Implementation of k-means with cosine distance as the distance metric. The computation of mean is still done in the same way as for standard k-means. Method SKMeans
is used to compute k
clusters for an input, based on cosine distances.
Requires scipy
and numpy
to execute. To install, follow the instruction on this page.

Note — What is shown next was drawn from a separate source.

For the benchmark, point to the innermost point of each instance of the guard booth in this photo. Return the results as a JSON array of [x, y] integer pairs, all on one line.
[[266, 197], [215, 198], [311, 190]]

There is only one method SKMeans
in the source file skmeans.py
. To instantiate it,
>>> from skmeans import SKMeans
>>> no_clusters = 300
>>> kmeans_inst = SKMeans(no_clusters,iters=15)
Here, no_clusters
are the number of clustes to be generated and iters
is the number of iterations for which k-means will be run. The default value of iters
is set to 300.
To run k-means on an input matrix X
,
>>> X = numpy.random.rand((150,50))
>>> kmeans_inst.fit(X)
X
can be a sparse matrix or a numpy array. In this case, when no keyword arguments are provided, the centres are sampled randomly from X
. To provide, your own centre values,
>>> centres = numpy.random.rand((10,50))
>>> kmeans_inst.fit(X,sample=False,param_centres=centres)
Here centres
can be a sparse matrix or a numpy 2d array. The default value of param_centres
is None
. If sample
is set to False
, param_centres
should be prvided a matrix.
In case, two pass k-means is to be used (In two pass kmeans, in the first pass, a small set of the input matrix is used to sample centres, then k-means is run over this small set of input and the centres. The new centres found from the first pass are then passed to the second pass of k-means, with the complete input matrix.), call fit
method with the following parameter,
>>> kmeans_inst.fit(X,two_pass=True)
The default value of the flag two_pass
is False
. Setting it to True
, it will take precedence over the sample
flag and ignore it's value. The number of input samples for the first pass of k-means is determined by the following condition,
>>> no_samples = max(2*np.sqrt(X.shape[0]), 10*self.no_clusters)
SKMeans
uses a matrix multiplication to calculate the cosine distances, hence, it is fairly fast in partice as compared to other methods, which use scipy.spatial.distance.cdist
to compute the cosine distances.
This work is free. You can redistribute it and/or modify it under the terms of the Do Whatever You Want To Public License.